"Ia yang tidak bermain mengerahkan segalanya sama sekali tak memberikan apa-apa" atau "dengan 10 pemain tim kita tampil baik dibanding 11 (saat timnya bermain dengan sepuluh pemain di babak kedua)" menjadi dua kalimat yang pernah keluar dari mulut Herrera.
Disiplin dan tegas, seperti itulah penggambaran Herrera.
Di Inter contohnya, ia melarang pemain untuk merokok, minum minuman beralkohol, dan mengontrol diet.
Di Inter juga Herrera pernah menghukum pemainnya karena saat konferensi pers mengatakan kalimat yang tidak ambisius.

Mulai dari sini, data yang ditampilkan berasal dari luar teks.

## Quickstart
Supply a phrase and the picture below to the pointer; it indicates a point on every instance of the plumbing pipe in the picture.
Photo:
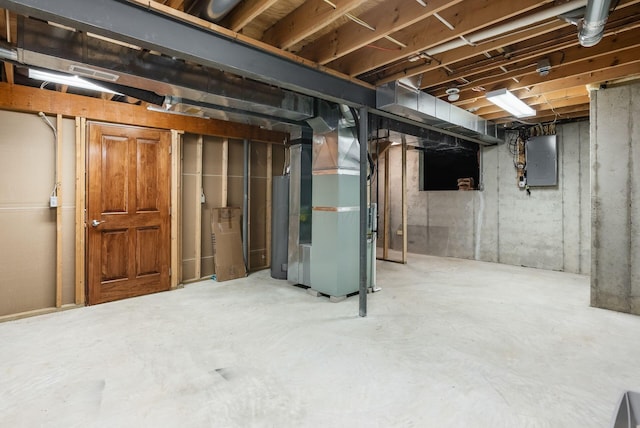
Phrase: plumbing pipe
(508, 27)
(55, 150)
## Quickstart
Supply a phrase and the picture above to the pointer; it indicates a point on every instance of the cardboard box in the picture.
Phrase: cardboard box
(227, 243)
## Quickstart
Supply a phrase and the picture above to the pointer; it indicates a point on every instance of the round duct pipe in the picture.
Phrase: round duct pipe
(591, 28)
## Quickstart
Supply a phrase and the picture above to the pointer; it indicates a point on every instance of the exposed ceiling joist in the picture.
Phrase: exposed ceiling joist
(386, 18)
(464, 53)
(560, 54)
(307, 19)
(245, 12)
(429, 33)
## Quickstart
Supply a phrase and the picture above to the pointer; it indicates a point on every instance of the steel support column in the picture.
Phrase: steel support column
(246, 172)
(363, 134)
(133, 23)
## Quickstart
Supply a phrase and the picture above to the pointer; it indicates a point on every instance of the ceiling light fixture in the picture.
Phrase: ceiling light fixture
(509, 102)
(65, 79)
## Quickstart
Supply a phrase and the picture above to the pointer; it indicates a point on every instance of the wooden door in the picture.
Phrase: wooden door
(127, 212)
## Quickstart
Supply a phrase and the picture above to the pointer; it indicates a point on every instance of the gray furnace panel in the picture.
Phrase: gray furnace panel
(542, 161)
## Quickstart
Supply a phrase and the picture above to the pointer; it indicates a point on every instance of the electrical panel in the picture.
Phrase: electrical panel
(542, 160)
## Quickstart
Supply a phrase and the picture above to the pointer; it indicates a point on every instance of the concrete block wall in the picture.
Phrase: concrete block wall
(549, 229)
(615, 190)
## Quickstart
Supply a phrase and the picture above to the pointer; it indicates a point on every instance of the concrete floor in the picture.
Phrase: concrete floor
(447, 343)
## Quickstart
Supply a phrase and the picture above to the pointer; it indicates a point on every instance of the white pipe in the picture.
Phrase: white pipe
(55, 150)
(591, 28)
(510, 26)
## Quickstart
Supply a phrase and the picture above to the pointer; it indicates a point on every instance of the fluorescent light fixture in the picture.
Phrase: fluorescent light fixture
(65, 79)
(509, 102)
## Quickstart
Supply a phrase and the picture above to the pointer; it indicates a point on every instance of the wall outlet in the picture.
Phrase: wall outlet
(522, 182)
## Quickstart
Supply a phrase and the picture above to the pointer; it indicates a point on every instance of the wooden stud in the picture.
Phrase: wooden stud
(269, 204)
(176, 193)
(59, 242)
(198, 207)
(404, 200)
(225, 171)
(80, 250)
(387, 207)
(23, 98)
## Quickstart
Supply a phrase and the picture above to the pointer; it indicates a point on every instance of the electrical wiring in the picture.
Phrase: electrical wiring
(54, 192)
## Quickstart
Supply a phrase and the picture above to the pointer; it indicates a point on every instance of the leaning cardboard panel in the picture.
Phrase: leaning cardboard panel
(227, 243)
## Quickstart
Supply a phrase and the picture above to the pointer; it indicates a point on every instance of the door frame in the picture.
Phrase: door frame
(81, 188)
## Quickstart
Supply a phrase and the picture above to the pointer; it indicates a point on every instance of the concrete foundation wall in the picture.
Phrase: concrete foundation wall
(549, 229)
(615, 187)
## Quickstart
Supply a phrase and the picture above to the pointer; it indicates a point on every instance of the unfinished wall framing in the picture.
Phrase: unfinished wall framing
(213, 176)
(43, 266)
(548, 229)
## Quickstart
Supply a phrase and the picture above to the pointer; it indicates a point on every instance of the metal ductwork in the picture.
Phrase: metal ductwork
(591, 28)
(212, 10)
(402, 100)
(223, 95)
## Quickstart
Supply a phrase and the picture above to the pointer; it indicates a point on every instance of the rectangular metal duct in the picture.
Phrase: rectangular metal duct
(414, 104)
(60, 49)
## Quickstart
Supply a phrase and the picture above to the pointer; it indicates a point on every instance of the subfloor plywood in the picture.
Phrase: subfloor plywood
(447, 342)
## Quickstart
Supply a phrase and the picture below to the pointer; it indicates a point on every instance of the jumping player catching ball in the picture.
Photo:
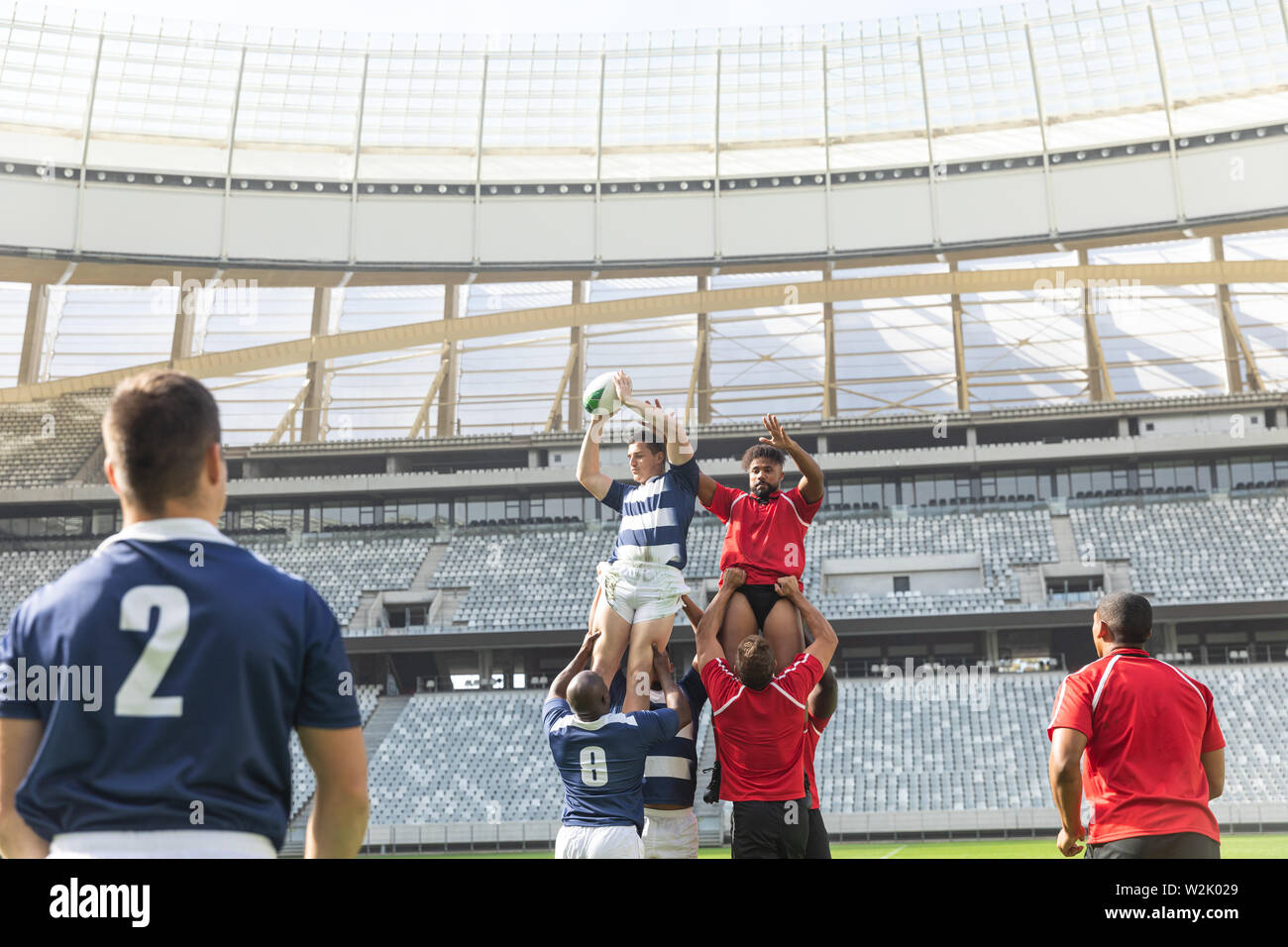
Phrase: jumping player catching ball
(642, 585)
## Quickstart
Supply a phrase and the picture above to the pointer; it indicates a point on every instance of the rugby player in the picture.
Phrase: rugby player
(643, 582)
(600, 757)
(759, 715)
(671, 770)
(209, 657)
(765, 538)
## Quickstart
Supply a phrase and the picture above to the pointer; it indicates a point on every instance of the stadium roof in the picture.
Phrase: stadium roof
(1022, 78)
(1006, 80)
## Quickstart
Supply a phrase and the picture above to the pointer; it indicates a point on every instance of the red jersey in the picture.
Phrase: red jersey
(765, 539)
(1145, 724)
(812, 731)
(760, 735)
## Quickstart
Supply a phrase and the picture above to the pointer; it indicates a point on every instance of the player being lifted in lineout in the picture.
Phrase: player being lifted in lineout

Pemain tersebut mengatakan "kami datang ke Roma untuk bertanding" bukan "kami datang ke Roma untuk menang".
Tak berhenti sampai di situ, Herrera jugalah yang memperkenalkan ritiro, yakni latih tanding sebelum laga yang biasa dimulai pada hari Minggu.
Masih ingat dengan sebutan pemain keduabelas bagi suporter? Herrera merupakan salah satu pelatih yang memberikan sebutan itu, melihat gerakan suporter garis keras yang disebut ultras mulai booming di tahun 1960-an.

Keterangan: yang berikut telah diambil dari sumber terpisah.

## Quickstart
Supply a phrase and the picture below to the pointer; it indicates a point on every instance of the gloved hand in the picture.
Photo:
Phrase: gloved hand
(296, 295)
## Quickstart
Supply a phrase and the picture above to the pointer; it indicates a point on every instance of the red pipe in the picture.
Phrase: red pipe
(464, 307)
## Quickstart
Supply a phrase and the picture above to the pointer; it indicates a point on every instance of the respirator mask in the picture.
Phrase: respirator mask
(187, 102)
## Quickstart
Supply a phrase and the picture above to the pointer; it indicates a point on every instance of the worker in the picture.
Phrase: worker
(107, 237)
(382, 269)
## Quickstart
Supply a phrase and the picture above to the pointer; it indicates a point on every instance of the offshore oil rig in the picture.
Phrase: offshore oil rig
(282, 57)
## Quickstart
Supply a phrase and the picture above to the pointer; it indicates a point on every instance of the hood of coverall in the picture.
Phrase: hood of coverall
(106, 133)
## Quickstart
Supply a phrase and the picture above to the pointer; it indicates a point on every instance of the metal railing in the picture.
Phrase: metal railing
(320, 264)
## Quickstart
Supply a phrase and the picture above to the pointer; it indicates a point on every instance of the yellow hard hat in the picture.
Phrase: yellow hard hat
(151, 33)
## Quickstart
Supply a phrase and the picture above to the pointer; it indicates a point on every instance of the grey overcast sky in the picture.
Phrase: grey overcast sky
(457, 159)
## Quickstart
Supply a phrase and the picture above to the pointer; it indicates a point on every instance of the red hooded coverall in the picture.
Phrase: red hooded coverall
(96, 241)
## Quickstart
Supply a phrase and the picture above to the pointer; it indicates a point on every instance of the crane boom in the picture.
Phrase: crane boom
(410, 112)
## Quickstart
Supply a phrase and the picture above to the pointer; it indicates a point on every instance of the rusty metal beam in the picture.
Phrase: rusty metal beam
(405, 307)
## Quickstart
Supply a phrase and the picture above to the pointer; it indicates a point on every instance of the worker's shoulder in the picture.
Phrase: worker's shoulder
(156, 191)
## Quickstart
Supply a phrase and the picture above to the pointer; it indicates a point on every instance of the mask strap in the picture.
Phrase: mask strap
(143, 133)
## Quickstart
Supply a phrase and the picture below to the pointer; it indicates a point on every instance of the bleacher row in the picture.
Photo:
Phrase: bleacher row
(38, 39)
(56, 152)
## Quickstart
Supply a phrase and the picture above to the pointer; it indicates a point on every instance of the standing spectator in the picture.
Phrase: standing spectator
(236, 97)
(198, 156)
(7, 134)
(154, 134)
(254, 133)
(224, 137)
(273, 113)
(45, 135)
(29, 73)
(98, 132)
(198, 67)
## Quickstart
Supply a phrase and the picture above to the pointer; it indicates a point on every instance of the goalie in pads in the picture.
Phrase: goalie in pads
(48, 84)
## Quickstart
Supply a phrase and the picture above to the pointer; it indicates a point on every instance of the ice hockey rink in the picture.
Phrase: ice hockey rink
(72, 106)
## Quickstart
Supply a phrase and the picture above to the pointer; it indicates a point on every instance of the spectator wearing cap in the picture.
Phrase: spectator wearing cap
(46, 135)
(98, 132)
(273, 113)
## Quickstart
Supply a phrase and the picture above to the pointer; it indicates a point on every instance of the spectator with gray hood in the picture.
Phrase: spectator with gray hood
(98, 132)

(Baca Juga: Kiper Persipura Layangkan Sindiran Soal Keputusan Komdis PSSI)
Meski formasi atau taktik catenaccio aslinya bukan diciptakan olehnya, Herrera dikenal arsitek ulung dalam mengembangkan taktik bertahan tersebut dalam meraih gelar.

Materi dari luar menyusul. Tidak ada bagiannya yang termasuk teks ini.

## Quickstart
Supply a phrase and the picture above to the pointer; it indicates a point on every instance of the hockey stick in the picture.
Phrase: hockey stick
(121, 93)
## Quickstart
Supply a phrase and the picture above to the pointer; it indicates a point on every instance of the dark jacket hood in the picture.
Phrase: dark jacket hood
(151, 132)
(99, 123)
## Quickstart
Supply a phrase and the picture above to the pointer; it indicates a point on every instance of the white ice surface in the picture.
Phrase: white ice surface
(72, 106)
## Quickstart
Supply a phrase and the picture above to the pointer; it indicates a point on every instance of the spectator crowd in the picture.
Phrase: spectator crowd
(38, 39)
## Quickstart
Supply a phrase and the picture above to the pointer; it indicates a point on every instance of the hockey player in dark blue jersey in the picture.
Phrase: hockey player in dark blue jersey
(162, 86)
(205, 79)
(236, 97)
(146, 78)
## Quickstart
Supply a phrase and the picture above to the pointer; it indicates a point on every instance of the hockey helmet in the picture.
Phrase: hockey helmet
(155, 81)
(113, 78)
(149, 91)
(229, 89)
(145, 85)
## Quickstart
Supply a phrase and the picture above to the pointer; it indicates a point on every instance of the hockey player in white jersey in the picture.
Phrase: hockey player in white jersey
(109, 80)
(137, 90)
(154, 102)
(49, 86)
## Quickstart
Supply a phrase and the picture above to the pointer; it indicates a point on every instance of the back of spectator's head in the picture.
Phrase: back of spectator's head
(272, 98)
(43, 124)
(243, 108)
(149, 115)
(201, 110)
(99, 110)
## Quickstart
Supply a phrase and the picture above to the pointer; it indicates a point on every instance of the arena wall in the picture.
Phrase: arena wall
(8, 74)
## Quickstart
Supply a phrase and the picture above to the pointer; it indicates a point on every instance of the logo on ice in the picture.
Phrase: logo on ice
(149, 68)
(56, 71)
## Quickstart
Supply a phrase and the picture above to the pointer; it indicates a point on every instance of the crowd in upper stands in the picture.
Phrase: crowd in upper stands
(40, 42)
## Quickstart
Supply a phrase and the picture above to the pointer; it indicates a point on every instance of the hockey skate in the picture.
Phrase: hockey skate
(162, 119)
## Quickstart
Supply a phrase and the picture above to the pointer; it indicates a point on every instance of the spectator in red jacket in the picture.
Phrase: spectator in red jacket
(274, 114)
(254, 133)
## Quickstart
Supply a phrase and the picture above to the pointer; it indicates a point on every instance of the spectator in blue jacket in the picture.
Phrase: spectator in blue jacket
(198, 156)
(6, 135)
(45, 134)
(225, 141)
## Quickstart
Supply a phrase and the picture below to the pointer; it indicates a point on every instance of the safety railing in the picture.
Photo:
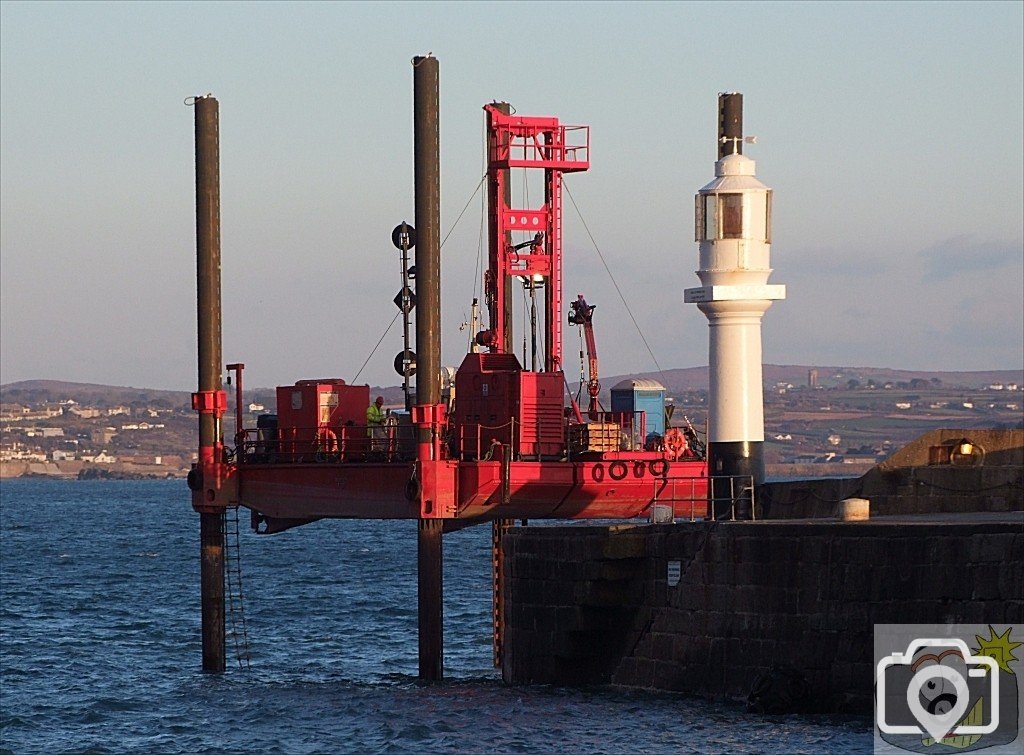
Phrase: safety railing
(345, 444)
(686, 496)
(476, 442)
(732, 493)
(713, 498)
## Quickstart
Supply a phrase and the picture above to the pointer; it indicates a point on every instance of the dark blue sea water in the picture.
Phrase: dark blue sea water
(99, 646)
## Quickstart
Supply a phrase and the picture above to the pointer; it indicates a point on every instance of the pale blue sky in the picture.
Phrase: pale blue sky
(891, 133)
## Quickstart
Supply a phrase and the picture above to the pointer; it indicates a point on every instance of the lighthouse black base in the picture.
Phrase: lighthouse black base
(735, 468)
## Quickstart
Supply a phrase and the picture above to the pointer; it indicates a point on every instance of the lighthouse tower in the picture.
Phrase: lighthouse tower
(733, 228)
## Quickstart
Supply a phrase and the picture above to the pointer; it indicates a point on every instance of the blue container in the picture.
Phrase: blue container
(641, 395)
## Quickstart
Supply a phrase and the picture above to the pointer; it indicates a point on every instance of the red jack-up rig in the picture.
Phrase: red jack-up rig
(504, 445)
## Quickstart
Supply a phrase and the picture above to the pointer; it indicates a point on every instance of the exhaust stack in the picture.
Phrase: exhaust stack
(733, 228)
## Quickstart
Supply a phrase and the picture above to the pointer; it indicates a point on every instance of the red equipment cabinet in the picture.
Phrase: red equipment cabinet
(498, 401)
(307, 410)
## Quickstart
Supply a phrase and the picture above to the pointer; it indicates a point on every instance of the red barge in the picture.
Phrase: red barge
(497, 443)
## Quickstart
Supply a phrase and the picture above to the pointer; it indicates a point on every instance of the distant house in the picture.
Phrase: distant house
(84, 412)
(101, 458)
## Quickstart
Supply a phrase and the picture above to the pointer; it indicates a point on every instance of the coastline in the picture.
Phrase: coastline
(87, 470)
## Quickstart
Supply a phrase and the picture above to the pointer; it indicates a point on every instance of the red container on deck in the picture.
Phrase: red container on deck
(496, 400)
(310, 407)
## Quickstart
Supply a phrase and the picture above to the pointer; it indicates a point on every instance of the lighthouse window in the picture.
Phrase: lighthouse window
(708, 220)
(731, 209)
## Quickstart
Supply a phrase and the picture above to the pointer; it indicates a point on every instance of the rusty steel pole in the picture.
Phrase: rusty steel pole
(730, 124)
(208, 287)
(507, 345)
(428, 346)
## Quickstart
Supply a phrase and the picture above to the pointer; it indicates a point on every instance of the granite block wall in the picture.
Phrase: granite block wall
(713, 607)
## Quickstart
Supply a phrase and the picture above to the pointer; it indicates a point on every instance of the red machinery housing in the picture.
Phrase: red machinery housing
(508, 446)
(325, 416)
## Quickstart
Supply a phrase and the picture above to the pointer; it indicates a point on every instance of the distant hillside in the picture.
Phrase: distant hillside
(695, 378)
(676, 381)
(47, 391)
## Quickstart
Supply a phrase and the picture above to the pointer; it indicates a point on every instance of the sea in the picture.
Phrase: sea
(99, 646)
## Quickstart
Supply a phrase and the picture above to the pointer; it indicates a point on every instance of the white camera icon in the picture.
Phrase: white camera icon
(939, 680)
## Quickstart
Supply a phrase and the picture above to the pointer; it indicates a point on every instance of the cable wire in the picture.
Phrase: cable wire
(608, 270)
(383, 336)
(480, 183)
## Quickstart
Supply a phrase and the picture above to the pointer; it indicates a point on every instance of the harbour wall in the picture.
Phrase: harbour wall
(718, 609)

Pada final Liga Champions 1964 Inter Milan menggulung Real Madrid 3-1, formasi catenaccio pun semakin terkenal berkatnya dan mulai diterapkan sejumlah klub Italia bahkan tim nasional.
Meninggalkan Inter pada 1968, Herrera menyumbang tiga gelar Liga Italia (1963, 1965, dan 1966), dua Liga Champions (1964 dan 1965), dan dua Piala Dunia Antarklub (1964, 1965).
Pria yang berjuluk Il Mago (penyihir) dan La Grande Inter memutuskan pensiun usai melatih Barcelona lagi pada 1981.